NUSAP net

Dr. Jerome R. Ravetz, The Research Methods Consultancy, 111 Victoria Road, Oxford OX2 7QG, jerome-ravetz@tiscali.co.uk www.jerryravetz.co.uk
Silvio O. Funtowicz, E.C. Joint Research Centre, Ispra, Italy

I often say that when you can measure what you are speaking about, and express it in numbers, you know something about it; but when you cannot measure it, when you cannot express it in numbers, your knowledge is of a meagre and unsatisfactory kind.

(Lord Kelvin)

First, we must insist on risk calculation being expressed as distributions of estimates, and not as magic numbers that can be manipulaed without regard to what they really mean. We must try to display more realistic estimates of risk to show a range of probabilities. To help do this we need tools for quantifying and ordering sources of uncertainty and for putting them in perspective.

(W.D. Ruckelshaus)

Introduction

In this age of powerful information technology, decision-makers in all fields have instant access to masses of quantitative data to help them formulate their policies. These will usually be tested for their quality, by their success (or otherwise) in the achievement of their stated goals. But how much testing is there of the quality of the information on which the decisions are based? All over the industrial and administrative worlds, quality has become a keyword, and significant resources are devoted to quality-control of processes and procedures. Yet the quantitative information that is crucial to all such exercises has almost always escaped the same critical scrutiny.

Issues of uncertainty, and closely related, those of quality of information, are involved whenever research related to policy is utilized in the policy process. As these issues are new, we do not yet possess practical skills for dealing with them effectively. There are a variety of possible responses among users, contradictory among themselves, but all of them to be seen in ordinary practice. The simplest, and still most common, is when decision-makers and the public demand at least the appearance of certainty. The scientific advisers are under severe pressure to provide a single number, regardless of their private reservations. The decision-makers’ attitude may be typified by the statement of a US Food and Drug Administration Commissioner, "I’m looking for a clean bill of health, not a wishy-washy, iffy answer on cyclamattes" (Whittemore, 1983). Of course, when an issue is already polarized, such simplicity does not achieve its desired ends. With such contested policy numbers in play, debates may combine the hyper-sophistication of scholastic disputations with the ferocity of sectarian politics. The scientific inputs then have the paradoxical property of promising objectivity and certainty by their form, but producing only greater contention by their substance.

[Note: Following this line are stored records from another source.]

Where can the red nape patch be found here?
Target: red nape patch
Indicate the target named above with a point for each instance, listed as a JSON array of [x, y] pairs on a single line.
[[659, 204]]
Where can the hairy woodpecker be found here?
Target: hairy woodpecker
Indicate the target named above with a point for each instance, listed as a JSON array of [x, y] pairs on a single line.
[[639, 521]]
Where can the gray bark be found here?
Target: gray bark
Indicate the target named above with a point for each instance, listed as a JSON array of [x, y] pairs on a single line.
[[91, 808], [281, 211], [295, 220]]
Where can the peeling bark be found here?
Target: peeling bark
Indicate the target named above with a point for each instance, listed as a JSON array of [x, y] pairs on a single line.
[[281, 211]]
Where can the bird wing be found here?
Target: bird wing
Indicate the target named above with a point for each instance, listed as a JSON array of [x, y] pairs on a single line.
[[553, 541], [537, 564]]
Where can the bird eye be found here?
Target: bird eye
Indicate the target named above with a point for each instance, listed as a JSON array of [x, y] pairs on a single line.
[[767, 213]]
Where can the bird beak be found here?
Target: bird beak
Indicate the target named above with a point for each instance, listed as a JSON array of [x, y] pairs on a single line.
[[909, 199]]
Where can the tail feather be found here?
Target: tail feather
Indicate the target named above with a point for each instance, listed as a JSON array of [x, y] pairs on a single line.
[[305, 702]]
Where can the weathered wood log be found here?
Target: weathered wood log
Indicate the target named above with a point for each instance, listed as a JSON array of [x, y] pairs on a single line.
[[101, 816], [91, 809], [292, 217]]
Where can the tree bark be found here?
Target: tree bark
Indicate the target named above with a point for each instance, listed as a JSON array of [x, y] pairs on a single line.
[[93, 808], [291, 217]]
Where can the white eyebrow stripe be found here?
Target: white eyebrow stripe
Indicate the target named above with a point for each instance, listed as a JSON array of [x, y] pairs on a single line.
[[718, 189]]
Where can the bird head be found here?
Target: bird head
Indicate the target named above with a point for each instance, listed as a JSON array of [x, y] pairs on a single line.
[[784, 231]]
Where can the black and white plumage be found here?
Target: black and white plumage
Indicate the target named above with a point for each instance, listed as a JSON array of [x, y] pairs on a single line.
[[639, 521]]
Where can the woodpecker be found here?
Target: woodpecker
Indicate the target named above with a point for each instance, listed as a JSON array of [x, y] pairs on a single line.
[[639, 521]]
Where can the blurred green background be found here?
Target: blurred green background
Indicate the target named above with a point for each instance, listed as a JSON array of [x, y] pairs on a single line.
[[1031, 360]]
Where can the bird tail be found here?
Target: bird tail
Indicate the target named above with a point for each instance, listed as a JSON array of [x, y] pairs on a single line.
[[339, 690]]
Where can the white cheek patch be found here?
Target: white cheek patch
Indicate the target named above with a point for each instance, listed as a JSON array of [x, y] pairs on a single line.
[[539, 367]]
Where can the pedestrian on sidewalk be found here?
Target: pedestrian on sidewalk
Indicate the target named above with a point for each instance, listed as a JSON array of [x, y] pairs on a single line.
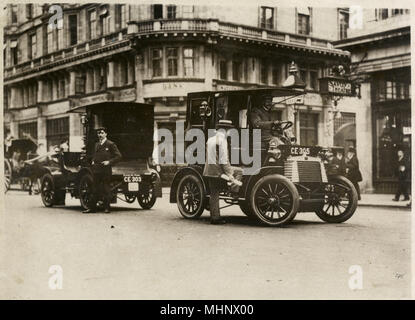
[[352, 170], [402, 171]]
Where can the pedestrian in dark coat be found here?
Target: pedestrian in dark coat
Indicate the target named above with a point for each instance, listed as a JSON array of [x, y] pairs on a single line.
[[352, 171], [106, 154], [402, 171]]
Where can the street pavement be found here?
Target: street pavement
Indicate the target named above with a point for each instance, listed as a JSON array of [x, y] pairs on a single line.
[[156, 254]]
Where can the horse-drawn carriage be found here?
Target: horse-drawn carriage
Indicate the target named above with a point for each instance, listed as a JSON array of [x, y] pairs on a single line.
[[292, 178], [16, 169]]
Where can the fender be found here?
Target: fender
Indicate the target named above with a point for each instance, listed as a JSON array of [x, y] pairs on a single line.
[[194, 170], [252, 179]]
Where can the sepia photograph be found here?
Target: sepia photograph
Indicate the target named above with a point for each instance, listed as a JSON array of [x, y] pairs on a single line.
[[189, 150]]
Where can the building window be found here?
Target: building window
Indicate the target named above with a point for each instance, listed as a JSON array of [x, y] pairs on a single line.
[[385, 90], [308, 129], [14, 10], [158, 11], [57, 131], [171, 12], [31, 47], [61, 89], [80, 83], [303, 21], [92, 24], [121, 15], [267, 18], [237, 70], [188, 62], [29, 11], [157, 62], [73, 29], [223, 70], [188, 11], [343, 24], [382, 14], [13, 53], [275, 75], [172, 61], [29, 128], [264, 71]]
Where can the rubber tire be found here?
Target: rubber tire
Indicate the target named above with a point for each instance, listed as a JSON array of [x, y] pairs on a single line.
[[150, 204], [202, 191], [85, 178], [349, 213], [291, 188], [47, 178]]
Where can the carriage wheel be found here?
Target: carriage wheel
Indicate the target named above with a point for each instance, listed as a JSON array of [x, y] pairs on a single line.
[[190, 197], [147, 197], [340, 201], [274, 200], [129, 198], [7, 175]]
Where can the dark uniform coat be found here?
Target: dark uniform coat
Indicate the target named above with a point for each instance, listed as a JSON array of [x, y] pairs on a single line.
[[108, 151]]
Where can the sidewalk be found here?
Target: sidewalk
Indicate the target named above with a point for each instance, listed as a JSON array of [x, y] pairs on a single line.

It is easy to imagine, in a general way, what we mean by "quality" of information, on the analogy of the quality in any other input. Will it perform reliably at a reasonable cost? and, equally important, do we have good and proper evidence that it will do so? The absence of good quality is betrayed by high uncertainty. If we simply do not know, or we are not sure about the testing and certification of the input, then its quality is low, whether it be a plastic moulding or a set of numbers. Up to now, tests for the quality of quantitative information have been very undeveloped, in comparison with those in all other spheres. There are the standard statistical tests on sets of numbers in relation to an hypothesis; and there are highly elaborated formal theories of decision-making in which "uncertainty" is manipulated as one of the variables. But none of these approaches help with the simple question that a decision-maker wants to ask, when confronted with a screenful of information: is this reliable, can I use it safely?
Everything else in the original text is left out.